The Netcap audit record format
Netcap files have the file extension .ncap or .ncap.gz if compressed with gzip and contain serialized protocol buffers of one type. Naming of each file happens according to the naming in the gopacket library: a short uppercase letter representation for common protocols, and a camel case version full word version for less common protocols. Audit records are modeled as protocol buffers. Each file contains a header that specifies which type of audit records is inside the file, what version of Netcap was used to generate it, what input source was used and what time it was created. Each audit record should be tagged with the timestamp the packet was seen, in the format seconds.microseconds. Output is written to a file that represents each data structure from the protocol buffers definition, i.e. TCP.ncap, UDP.ncap. For this purpose, the audit records are written as length delimited records into the file.
The data format on disk consists of gzipped length-delimited byte records. Each delimited Protocol Buffer record is preceded by a variable-length encoded integer (varint) that specifies the length of the serialized protocol buffer record in bytes. A stream consists of a sequence of such records packed consecutively without additional padding. There are no checksums or compression involved in this processing step.
Delimited protocol buffers
Encoding the output as protocol buffers does not help much with reducing the size, compared to the CSV format. To further reduce the disk size required for storage, the data is gzipped prior to writing it into the file. This makes the resulting files around 70% smaller. Gzip is a common and well supported format, support for decoding it exists in almost every programming language. If this is not desired for e.g. direct access to the stored data, this can be toggled with the -comp command-line flag.
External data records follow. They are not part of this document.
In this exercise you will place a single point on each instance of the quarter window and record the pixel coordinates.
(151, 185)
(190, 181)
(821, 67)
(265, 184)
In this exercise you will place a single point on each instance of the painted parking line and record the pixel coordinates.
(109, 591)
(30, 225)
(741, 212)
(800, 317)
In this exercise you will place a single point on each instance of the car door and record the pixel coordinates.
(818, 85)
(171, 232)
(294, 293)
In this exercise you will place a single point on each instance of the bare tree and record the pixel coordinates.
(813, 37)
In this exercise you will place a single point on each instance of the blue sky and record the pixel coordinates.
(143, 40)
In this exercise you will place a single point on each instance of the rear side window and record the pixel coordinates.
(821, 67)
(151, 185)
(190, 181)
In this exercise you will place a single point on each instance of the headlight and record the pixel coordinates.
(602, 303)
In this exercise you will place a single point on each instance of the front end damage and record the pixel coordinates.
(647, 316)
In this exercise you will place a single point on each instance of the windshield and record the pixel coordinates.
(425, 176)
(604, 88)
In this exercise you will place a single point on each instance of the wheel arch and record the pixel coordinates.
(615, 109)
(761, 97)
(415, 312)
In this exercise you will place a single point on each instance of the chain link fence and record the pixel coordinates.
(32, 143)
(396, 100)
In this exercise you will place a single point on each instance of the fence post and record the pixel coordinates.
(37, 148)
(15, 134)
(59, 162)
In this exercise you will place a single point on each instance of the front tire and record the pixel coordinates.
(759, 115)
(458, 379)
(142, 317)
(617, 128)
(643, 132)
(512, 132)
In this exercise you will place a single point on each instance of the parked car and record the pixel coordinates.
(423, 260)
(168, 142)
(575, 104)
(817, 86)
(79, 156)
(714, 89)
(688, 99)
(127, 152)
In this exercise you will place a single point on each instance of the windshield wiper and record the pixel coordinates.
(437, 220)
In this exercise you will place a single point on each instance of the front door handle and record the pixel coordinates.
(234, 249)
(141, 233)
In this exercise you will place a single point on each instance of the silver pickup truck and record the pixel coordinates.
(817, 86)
A piece of information produced by Netcap is called an audit record. Audit records are type safe structured data, encoded as protocol buffers. An audit record can describe a specific protocol, or other abstractions built on top of observations from the analyzed traffic. Netcap does currently not enforce the presence of any special fields for each audit record, however by convention each audit record should have a timestamp with microsecond precision. A record file contains a header followed by a list of length-delimited serialized audit records. Naming of the audit record file happens according to the encoder name and should signal whether the file contents are compressed by adding the .gz extension.